Sunday, July 4, 2010

Periostitis in Children

Differential diagnosis for periostitis in multiple bones:
  • Physiologic periostitis: Symmetric, regular, seen at around 3 months and resolves by 6 months of age. Distal involvement in limbs (e.g., tibia) is preceded by proximal involvement (e.g., femur). Said in another way, if you see tibial involvement without femoral involvement, it's not physiologic periostitis. In the tibia, periostitis is invariably on the medial aspect. The new bone always involves the diaphysis and may extend partly into the metaphysis without extending to the end of the metaphysis.
  • Child abuse: Asymmetric. Look for other signs of child abuse.
  • Multifocal osteomyelitis: May be seen with congenital (TORCH, syphilis), TB, streptococcus.
  • Hypervitaminosis A: Look for history of high doses of vitamin A.
  • Polyostotic neoplasm: Metastases (e.g., Ewing sarcoma, medulloblastoma, neuroblastoma, osteosarcoma).
  • Juvenile idiopathic arthritis: May first present with periostitis of fingers or toes with joint involvement later.
  • Prostaglandin-induced neonatal periostitis: Prolonged prostaglandin therapy is associated with soft tissue swelling and reversible cortical hyperostosis in the long bones. Common side effects of short-term prostaglandin therapy include apnea, fever, convulsions, rash, skin flushing, vasodilatation with hypotension, diarrhea, and gastric outlet obstruction.
  • Sickle-cell dactylitis: Initial manifestation of bone infarcts may be periostitis of fingers and toes.
  • Caffey disease: Also known as infantile cortical hyperostosis. Self-limited, painful periostitis of long bones. Clavicular and mandibular involvement suggestive.
  • Scurvy: Subperiosteal hemorrhage with corner fracture leads to periosteal elevation and reparative bone formation that mimics periosteal reaction.
  • Primary Hypertrophic Osteoarthropathy: About 80% present before 18 years or age, and the disease stabilizes after about 5–20 years.
PERIOSTEAL SOCKS, an idiotic mnemonic that is too long to be of any practical use, includes many of the above entities: Physiologic/Prostaglandin, Eosinophilic granuloma (properly called Langerhans cell histiocytosis under the new classification of histiocytic disorders), Rickets, Infantile cortical hyperostosis, Osteomyelitis, Scurvy, Trauma, Ewing, A-hypervitaminosis, Leukemia & neuroblastoma, Syphilis, Osteosarcoma, Child abuse, Kinky hair syndrome, and Sickle cell disease.

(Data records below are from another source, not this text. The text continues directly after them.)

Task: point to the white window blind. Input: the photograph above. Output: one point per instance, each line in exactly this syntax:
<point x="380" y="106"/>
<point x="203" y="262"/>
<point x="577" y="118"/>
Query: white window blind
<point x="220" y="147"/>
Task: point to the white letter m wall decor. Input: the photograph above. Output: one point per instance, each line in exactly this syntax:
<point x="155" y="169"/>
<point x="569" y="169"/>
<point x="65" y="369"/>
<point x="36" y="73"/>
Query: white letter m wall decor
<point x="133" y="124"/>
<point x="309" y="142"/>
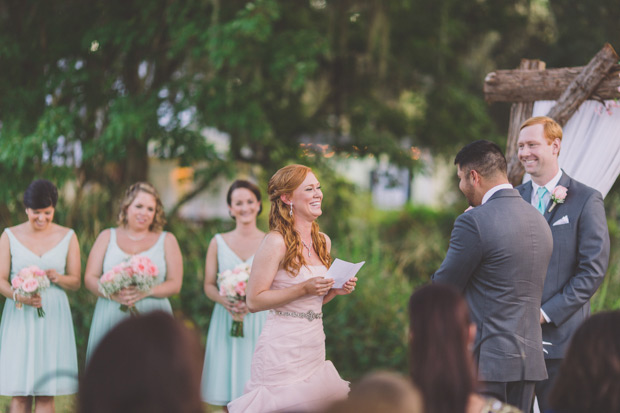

See related post on periostitis in adults.

References

  • StatDx
  • de Almeida JF, Kimura H, Hercowitz LH, Korkes H, Troster EJ. Cortical hyperostosis secondary to prolonged use of prostaglandin E1. Clinics (Sao Paulo). 2007 Jun;62(3):363-6.
  • de Silva P, Evans-Jones G, Wright A, Henderson R. Physiological periostitis; a potential pitfall. Arch Dis Child. 2003 Dec;88(12):1124-5.